L'interpretazione deterministica della causalità si ritrova in quelle antiche correnti filosofiche che, concependo l'universo come creato da un Logos ordinatore, negano l'esistenza del caso in quanto tutto avviene "per necessità", sostenendo che il caso è soltanto una "ignoranza delle cause", come in tempi moderni sosterrà l'astronomo Pierre Simon Laplace.

Diversamente dal determinismo, l'indeterminismo riconosce l'esistenza del caso accanto alla necessità, vedendo l'evoluzione cosmica come una loro alternanza con la quale il caso innova e la necessità conserva.

Etimologia[modifica | modifica wikitesto]

Il termine italiano risale al latino casus -us che vuol dire caduta. La parola latina ricalca quella greca πτώσις che però ha significato solo grammaticale. Il casus latino si riferisce invece sia alla grammatica e sia alla dinamica ontologica, nella seconda accezione indica qualcosa che inaspettatamente accade, che ci cade di fronte.

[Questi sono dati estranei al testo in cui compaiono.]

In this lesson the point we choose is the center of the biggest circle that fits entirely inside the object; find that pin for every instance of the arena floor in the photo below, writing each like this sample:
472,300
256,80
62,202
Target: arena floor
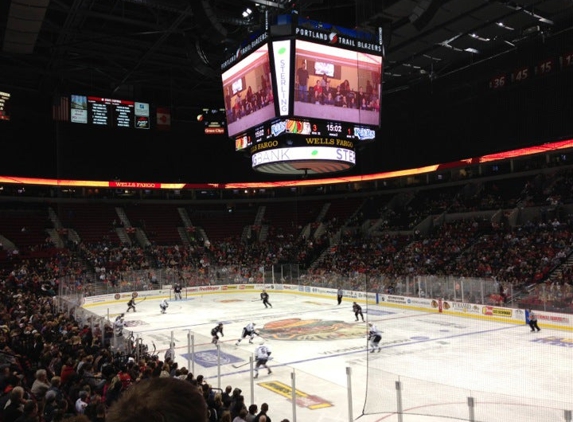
320,353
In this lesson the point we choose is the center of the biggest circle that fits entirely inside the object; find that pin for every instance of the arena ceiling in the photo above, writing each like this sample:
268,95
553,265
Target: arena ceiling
170,51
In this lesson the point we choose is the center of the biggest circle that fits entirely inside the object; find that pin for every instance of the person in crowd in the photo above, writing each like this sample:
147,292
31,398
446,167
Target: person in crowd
159,400
252,412
14,407
41,384
263,413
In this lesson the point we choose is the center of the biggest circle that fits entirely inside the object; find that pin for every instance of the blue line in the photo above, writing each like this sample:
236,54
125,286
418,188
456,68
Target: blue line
389,346
234,320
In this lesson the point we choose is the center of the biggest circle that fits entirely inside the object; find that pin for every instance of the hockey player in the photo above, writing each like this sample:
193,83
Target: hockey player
118,325
164,305
374,335
177,291
131,305
357,309
262,355
265,299
248,331
215,333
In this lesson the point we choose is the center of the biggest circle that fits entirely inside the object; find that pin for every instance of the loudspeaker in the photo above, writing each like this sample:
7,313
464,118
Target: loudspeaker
423,13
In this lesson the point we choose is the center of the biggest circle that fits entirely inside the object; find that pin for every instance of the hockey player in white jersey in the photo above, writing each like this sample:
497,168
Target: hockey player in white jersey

Nella lingua greca il caso era reso dalla parola τύχη, ne abbiamo testimonianza in un frammento di Leucippo che recita:

(EL)

«Ό τυίνυν κόσμος συνέστη περικεκλασμένωι σχήματι έσχηματισμένος τόν τρόπον τοϋτον· τών άτόμων σωμάτων άπρονόητον καί τυχαίαν εχόντων τήν κίνησιν συνεχώς[1]»

(IT)

«Il cosmo, allora, si costituì configurandosi secondo una figura ricurva in questo modo essendo gli atomi soggetti a un moto casuale e imprevedibile.»

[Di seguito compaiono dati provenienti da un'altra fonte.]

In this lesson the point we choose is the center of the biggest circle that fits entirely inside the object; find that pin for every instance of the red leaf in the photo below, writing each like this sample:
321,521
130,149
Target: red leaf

Anche Euripide rivela l'utilizzo di τύχη in un frammento di una tragedia andata perduta, Ipsipile, in cui si legge:

«O pensieri mortali o vano errare
degli uomini,
che fanno essere a un tempo
e la týche e gli dèi. Perché se c'è
la týche, che bisogno c'è degli dèi?
E se il potere è degli dèi, la týche non è più nulla.»[2]

Aristotele nella Fisica (II, 5, 196 a 25 e sgg.) opera uno sdoppiamento del caso come evento oggettivo accadente in natura e come percezione soggettiva di favore o sfavore (fortuna o sfortuna) ad opera degli dèi. Egli pensa che se i fatti non hanno scopo o fine non rispondono a necessità e quindi sono fatti accidentali (Ivi, II, 6, 15-20)[3]. Ma in tal caso possono essere attribuibili o al vero caso che si verifica in natura, il tautόmaton, oppure alla fortuna, la týche. Mentre sul tautόmaton l'uomo non può influire, sulla týche invece sì, dipendendo anche da sue "scelte". La differenza tra caso e fortuna è così descritta (Ivi, II, 6, 35):

«Essi differiscono perché il caso ha maggiore estensione. In effetti, tutto ciò che proviene dalla fortuna proviene dal caso, ma non tutto questo proviene dalla fortuna. Ché, la fortuna e ciò che proviene dalla fortuna sono propri di tutto ciò che a cui potrebbero appartenere anche l’ottenere prosperità e, in generale, l’agire. Per questo è pur necessario che la fortuna abbia per dominio le cose che sono oggetto d’azione.[4]»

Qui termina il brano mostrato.